Des soins de santé reproductive renforcés au Mali grâce à l’expertise des sages-femmes

À Bamako, Kadidia, une étudiante de 19 ans, exprime un sentiment partagé par beaucoup : la crainte du regard social face aux questions de contraception. Longtemps considéré comme un sujet sensible, l’accès aux soins reproductifs se heurte encore à des obstacles culturels profonds au Mali.

La situation sanitaire reste préoccupante malgré des avancées notables. En 2024, le pays a déploré 583 décès liés à la maternité, incluant 89 adolescentes. Cependant, une dynamique positive s’installe : le nombre de jeunes femmes utilisant des méthodes contraceptives modernes est passé de 480 682 en 2023 à plus de 559 000 en 2024, sur une population de près de 4,8 millions de Maliennes en âge de procréer.

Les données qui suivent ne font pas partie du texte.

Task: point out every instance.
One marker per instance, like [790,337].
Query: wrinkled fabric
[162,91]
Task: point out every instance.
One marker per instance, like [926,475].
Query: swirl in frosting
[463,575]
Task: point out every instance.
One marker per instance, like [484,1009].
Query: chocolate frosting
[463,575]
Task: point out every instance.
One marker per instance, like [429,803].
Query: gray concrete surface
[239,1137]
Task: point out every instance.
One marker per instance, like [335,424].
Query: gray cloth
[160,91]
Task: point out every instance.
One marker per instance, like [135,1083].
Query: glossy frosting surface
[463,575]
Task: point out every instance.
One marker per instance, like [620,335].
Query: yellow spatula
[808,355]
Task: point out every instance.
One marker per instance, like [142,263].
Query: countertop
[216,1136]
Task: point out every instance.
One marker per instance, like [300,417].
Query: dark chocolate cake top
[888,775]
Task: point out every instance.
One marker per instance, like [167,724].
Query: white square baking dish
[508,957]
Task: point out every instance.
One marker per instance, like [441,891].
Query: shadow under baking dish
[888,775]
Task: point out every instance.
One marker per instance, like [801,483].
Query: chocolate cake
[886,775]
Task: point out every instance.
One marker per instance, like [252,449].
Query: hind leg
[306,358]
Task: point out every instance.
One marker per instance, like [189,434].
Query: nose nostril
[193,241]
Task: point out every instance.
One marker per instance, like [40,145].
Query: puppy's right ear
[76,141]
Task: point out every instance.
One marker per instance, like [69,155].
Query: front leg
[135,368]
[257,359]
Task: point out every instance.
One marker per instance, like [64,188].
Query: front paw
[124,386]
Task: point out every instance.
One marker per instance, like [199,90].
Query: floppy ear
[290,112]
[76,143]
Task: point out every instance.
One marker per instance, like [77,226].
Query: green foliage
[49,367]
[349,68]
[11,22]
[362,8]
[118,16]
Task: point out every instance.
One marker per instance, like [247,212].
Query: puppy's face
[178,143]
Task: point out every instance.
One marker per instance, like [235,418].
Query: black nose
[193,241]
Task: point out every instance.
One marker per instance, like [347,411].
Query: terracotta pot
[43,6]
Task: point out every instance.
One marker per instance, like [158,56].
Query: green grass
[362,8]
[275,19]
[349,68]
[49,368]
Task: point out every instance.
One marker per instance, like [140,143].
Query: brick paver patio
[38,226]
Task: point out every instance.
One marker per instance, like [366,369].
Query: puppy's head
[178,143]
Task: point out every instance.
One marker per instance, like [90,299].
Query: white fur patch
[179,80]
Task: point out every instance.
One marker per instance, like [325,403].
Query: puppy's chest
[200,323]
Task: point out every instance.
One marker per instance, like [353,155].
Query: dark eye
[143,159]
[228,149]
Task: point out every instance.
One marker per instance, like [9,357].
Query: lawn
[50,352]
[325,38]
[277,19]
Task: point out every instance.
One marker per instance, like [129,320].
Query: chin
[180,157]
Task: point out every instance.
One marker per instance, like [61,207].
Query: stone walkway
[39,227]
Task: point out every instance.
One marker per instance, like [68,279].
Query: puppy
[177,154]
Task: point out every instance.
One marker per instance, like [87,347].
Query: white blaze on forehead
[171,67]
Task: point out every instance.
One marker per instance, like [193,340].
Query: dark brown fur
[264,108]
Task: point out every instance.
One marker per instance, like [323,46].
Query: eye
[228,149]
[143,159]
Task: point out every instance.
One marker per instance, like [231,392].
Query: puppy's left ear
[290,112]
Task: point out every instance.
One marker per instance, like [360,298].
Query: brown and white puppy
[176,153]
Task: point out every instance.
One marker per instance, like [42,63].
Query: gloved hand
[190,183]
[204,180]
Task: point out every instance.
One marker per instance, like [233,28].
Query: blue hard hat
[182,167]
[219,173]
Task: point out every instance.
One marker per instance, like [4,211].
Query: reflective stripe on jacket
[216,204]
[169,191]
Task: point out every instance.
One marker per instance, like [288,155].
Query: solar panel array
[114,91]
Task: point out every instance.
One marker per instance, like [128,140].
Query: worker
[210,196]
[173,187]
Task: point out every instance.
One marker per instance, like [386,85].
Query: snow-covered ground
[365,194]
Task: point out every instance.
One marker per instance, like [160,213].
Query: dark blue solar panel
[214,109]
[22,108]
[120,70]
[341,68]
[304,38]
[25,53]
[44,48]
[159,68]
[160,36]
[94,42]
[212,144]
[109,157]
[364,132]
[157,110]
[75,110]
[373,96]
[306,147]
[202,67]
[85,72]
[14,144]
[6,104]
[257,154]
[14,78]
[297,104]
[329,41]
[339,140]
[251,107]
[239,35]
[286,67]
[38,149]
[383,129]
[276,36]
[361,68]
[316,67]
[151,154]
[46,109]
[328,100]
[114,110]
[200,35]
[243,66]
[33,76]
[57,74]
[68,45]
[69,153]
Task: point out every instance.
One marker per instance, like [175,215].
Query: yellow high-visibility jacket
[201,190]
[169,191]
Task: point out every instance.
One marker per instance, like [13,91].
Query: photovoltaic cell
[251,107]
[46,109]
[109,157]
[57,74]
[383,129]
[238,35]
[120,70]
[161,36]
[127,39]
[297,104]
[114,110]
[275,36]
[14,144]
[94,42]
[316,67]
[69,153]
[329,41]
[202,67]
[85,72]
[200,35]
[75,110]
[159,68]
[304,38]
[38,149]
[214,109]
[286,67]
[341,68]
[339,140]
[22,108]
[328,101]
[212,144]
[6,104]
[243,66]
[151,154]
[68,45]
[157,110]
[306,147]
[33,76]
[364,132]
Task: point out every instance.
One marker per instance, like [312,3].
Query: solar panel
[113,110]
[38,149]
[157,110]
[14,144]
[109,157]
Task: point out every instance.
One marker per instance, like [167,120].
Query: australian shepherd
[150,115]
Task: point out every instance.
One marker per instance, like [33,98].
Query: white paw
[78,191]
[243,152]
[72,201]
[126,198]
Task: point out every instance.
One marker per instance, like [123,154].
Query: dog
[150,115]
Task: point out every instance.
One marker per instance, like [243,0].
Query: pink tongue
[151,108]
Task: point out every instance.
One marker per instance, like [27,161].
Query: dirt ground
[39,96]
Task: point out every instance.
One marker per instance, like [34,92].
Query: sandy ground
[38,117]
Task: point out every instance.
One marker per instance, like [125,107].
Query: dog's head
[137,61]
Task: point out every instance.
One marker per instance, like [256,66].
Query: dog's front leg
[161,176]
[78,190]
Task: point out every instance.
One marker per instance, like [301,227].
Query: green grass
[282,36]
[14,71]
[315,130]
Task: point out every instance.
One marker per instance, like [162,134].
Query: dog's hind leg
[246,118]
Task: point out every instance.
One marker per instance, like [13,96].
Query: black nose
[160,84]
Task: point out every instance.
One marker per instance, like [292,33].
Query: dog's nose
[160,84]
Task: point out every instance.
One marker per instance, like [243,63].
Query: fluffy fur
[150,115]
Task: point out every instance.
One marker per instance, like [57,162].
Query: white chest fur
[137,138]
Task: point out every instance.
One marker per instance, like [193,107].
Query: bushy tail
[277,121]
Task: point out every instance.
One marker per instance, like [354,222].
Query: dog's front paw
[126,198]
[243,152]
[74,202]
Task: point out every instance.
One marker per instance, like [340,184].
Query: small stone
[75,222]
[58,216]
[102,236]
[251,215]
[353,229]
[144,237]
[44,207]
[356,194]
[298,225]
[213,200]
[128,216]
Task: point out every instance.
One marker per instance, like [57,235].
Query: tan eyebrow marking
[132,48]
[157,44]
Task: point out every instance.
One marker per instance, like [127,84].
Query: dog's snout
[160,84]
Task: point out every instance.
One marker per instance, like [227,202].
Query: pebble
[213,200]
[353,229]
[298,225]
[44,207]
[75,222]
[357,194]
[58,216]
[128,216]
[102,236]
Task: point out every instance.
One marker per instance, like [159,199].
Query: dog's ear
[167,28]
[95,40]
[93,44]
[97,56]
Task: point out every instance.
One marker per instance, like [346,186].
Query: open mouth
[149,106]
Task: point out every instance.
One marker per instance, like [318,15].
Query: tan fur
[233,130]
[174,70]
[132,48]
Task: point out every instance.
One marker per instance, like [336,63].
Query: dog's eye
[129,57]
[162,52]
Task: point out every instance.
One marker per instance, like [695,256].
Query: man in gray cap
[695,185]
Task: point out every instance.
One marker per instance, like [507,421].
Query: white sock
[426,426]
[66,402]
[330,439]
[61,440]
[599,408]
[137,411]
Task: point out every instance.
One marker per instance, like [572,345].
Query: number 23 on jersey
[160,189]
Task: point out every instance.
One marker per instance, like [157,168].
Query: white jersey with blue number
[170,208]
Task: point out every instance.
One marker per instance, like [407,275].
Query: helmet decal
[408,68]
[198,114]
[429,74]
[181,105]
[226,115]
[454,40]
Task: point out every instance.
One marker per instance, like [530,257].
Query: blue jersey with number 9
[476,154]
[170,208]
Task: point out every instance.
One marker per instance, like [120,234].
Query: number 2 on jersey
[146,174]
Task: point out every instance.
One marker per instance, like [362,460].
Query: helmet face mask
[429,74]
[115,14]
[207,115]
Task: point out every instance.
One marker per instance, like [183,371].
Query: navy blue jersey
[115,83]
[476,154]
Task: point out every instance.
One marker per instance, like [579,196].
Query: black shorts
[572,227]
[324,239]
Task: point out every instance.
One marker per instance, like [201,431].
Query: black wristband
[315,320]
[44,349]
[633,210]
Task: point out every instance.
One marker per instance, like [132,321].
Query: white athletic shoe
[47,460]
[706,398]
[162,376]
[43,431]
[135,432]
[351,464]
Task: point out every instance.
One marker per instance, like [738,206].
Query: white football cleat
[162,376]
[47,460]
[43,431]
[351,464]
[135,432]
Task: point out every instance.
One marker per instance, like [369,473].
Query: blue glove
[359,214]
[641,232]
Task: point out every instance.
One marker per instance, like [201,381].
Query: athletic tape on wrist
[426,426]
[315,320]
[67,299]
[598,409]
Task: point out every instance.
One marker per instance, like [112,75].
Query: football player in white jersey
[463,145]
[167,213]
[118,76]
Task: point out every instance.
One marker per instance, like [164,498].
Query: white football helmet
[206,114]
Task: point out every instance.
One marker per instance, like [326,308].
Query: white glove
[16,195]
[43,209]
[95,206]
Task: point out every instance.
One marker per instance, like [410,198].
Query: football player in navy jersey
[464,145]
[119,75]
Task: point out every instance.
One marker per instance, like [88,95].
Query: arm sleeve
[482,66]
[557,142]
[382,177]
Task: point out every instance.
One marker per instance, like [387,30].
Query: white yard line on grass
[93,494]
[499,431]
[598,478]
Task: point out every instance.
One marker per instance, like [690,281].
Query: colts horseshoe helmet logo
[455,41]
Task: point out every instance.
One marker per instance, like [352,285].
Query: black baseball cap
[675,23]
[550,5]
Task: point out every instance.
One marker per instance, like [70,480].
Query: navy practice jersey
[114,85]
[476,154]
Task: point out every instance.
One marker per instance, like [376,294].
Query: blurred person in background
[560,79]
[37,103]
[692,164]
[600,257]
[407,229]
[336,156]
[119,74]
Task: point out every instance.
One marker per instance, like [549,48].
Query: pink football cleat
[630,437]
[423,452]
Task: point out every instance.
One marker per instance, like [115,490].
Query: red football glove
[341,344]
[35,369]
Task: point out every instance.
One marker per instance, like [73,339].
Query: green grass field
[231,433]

Un accompagnement stratégique pour la santé des femmes

Garantir l’accès à une planification familiale sécurisée est essentiel pour protéger l’avenir des jeunes filles. En facilitant des décisions éclairées, ces services permettent de limiter les grossesses précoces, de lutter contre les infections sexuellement transmissibles et de renforcer la santé globale. C’est dans cette optique que l’Organisation mondiale de la Santé (OMS) collabore avec les autorités maliennes pour moderniser le système de soins.

Ce programme global repose sur plusieurs piliers : la mise à jour des compétences médicales, l’achat de matériel de pointe, la création d’espaces dédiés à la jeunesse et l’analyse de données statistiques. Le Dr N’Tji Keita, responsable au sein de l’Office National de la Santé de la Reproduction, précise que cette stratégie inclut également la formation de magistrats et le renforcement de la surveillance des risques maternels.

L’appui de l’OMS a permis l’élaboration de documents de référence, tels que les Comptes nationaux de la santé et un bulletin inédit sur les indicateurs de santé reproductive au Mali. Ces outils sont cruciaux pour ajuster les interventions sur le terrain.

Des infrastructures de proximité pour les plus vulnérables

Le Dr Sylla Ousmane, en charge du programme au bureau de l’OMS, souligne l’importance des nouvelles installations : « Une clinique spécialisée Mère-Enfant-Adolescent a été instaurée à Sikasso pour offrir des soins intégrés, tandis qu’une unité mobile est déployée à Macina pour répondre aux besoins humanitaires urgents. »

Le rôle pivot des sages-femmes formées

Au cœur de cette évolution, les sages-femmes bénéficient de formations continues qui modifient radicalement leur approche. Aïssata, en poste au centre de santé de Kebila, témoigne de l’impact de ces apprentissages sur la qualité de son accueil, désormais plus ouvert et sans préjugés. À Yanfolila, Assetou, sage-femme mentor, a constaté une explosion de la fréquentation : le nombre de jeunes patients a plus que doublé en quelques années, atteignant 5 121 en 2025.

Cette réussite repose sur une communication active via les radios locales et les interventions scolaires. Les tabous s’effacent progressivement au profit d’un dialogue basé sur le respect et le consentement. Pour Kadidia, le changement est réel : l’écoute bienveillante qu’elle a reçue au centre de santé lui a redonné confiance, l’encourageant à inviter ses paires à ne plus hésiter à solliciter des conseils médicaux.